Bu durum, gurbet duygusunun vardığı son nokta olarak değerlendirilebilir. Bulunduğu yerde düşler aracılığıyla geçmişe, evine dönen Bâkiler de anılarını, düşlerini ve sonsuzluğu barındıran evinde bir dünya köşesine kök salmak ister:

Beni bir eski Sivas evine bir gün eğer Götürseniz, çocuklaşır, şaşarım

Eşiklerini bile öperim birer birer

Sanki bin yıl yaşarım (Bâkiler, 1987: 30)

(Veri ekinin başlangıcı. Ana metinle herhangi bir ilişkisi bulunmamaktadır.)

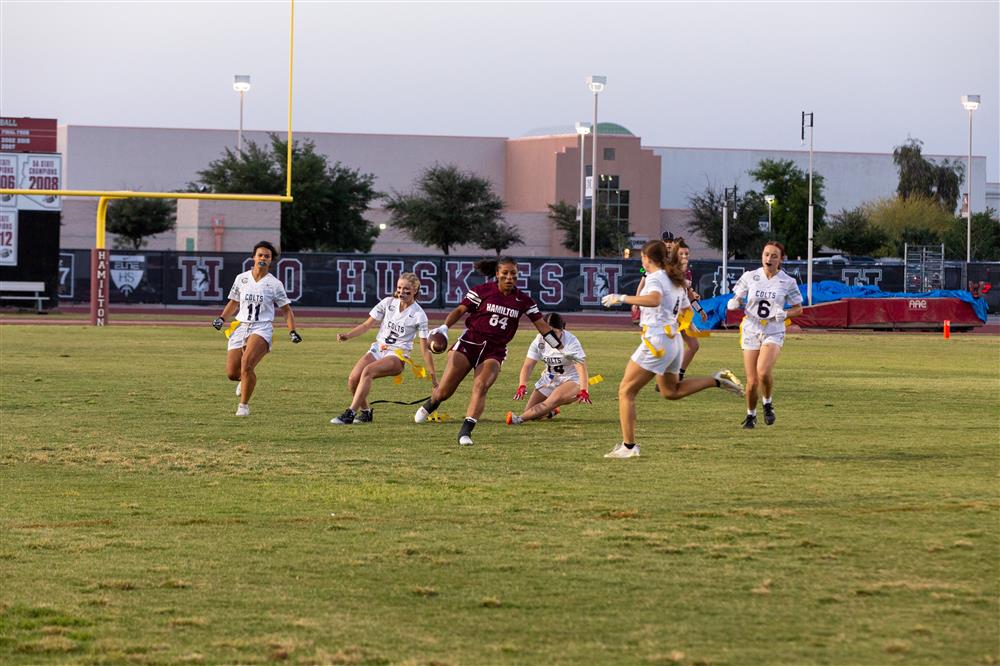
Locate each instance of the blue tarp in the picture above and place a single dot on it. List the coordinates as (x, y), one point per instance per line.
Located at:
(829, 290)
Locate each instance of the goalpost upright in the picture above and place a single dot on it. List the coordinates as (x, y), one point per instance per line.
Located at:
(99, 269)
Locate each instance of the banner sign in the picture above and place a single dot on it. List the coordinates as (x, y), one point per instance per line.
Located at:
(8, 237)
(27, 135)
(39, 172)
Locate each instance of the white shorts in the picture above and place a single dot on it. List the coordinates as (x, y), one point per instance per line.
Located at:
(380, 351)
(667, 357)
(755, 333)
(242, 333)
(549, 381)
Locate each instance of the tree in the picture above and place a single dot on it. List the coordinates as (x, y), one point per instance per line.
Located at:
(610, 240)
(919, 177)
(498, 236)
(852, 232)
(447, 208)
(790, 185)
(132, 220)
(746, 240)
(327, 214)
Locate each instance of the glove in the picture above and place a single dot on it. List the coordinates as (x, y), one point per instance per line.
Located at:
(612, 299)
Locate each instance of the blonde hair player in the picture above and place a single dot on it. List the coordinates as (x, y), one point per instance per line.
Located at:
(254, 297)
(765, 291)
(402, 319)
(661, 301)
(564, 379)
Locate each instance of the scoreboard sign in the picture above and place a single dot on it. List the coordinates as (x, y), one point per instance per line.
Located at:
(27, 135)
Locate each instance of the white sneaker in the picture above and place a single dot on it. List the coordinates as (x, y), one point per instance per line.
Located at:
(622, 451)
(729, 381)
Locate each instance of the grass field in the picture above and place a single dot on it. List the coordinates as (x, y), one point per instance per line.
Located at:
(143, 523)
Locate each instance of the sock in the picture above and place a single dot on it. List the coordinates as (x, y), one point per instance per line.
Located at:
(467, 425)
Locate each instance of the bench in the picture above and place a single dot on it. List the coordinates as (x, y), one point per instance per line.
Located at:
(21, 289)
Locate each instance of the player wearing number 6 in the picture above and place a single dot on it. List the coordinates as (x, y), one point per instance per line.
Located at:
(494, 309)
(253, 298)
(765, 291)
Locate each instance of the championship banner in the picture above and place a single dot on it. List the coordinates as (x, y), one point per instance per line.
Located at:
(8, 237)
(39, 172)
(8, 179)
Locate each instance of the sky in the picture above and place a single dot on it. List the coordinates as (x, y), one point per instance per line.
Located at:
(705, 74)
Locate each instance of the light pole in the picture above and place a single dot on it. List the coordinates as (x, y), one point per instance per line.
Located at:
(241, 84)
(729, 191)
(971, 103)
(596, 85)
(810, 229)
(583, 129)
(769, 200)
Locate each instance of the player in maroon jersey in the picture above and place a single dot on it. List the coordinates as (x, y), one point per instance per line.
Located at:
(494, 310)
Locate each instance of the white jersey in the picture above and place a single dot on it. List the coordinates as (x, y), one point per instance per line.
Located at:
(257, 299)
(673, 299)
(764, 296)
(556, 363)
(398, 328)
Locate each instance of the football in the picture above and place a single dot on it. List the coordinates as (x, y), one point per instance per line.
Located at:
(438, 342)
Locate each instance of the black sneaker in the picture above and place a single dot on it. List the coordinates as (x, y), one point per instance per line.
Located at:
(347, 418)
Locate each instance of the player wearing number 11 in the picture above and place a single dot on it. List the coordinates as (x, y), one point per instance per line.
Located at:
(765, 291)
(254, 296)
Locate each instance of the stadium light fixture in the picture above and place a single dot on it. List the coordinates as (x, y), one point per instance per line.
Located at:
(970, 103)
(596, 84)
(241, 84)
(583, 129)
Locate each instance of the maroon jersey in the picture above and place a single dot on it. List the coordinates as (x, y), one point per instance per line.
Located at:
(493, 315)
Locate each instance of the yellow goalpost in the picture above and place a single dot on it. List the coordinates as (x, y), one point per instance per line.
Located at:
(99, 272)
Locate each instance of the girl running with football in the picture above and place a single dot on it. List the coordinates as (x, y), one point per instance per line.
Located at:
(659, 353)
(401, 320)
(564, 379)
(254, 296)
(494, 309)
(766, 291)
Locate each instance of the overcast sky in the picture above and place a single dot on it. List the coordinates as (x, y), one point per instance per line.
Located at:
(726, 74)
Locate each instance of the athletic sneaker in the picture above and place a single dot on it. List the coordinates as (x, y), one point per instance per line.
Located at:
(728, 381)
(622, 451)
(347, 418)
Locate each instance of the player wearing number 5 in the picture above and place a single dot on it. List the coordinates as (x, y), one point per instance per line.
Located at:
(765, 291)
(253, 298)
(494, 309)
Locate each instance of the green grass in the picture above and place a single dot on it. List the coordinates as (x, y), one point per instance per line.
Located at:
(143, 523)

Külebi ve Bâkiler’in gurbet şiirlerinde ev/yurttan ayrılmanın getirdiği boşluk yoğun olarak hissedilmektedir. Bu şiirlerde şehrin kültürel anlamda insanı değiştirmesi söz konusudur. Büyük şehrin bir anlamda bu yok edici özelliğini aşmak barınılan yerden

geçmişe, o ilk sıcaklığa dönmekle mümkündür. Böylece, “insan, madde dünyasının oluşturduğu cennetin o çok ılık maddesinin bir parçası haline gelir” (Bachelard, 1996: 35). Evin hatırlanması, içindeki anıları saklı olan yerlerinden çıkarır. Dolayısıyla ev, geçmişi şimdide yaşatan bir değer haline gelir. Eski Ramazanlar ve Çocukluğum adlı şiirinde Bâkiler’in çocukluk günlerine/evine geri dönmek istemesi bu anlamda değerlendirilebilir:

Çıkıp gitsem diyorum şimdi bir gece Hiç kimse bilmese yerimi.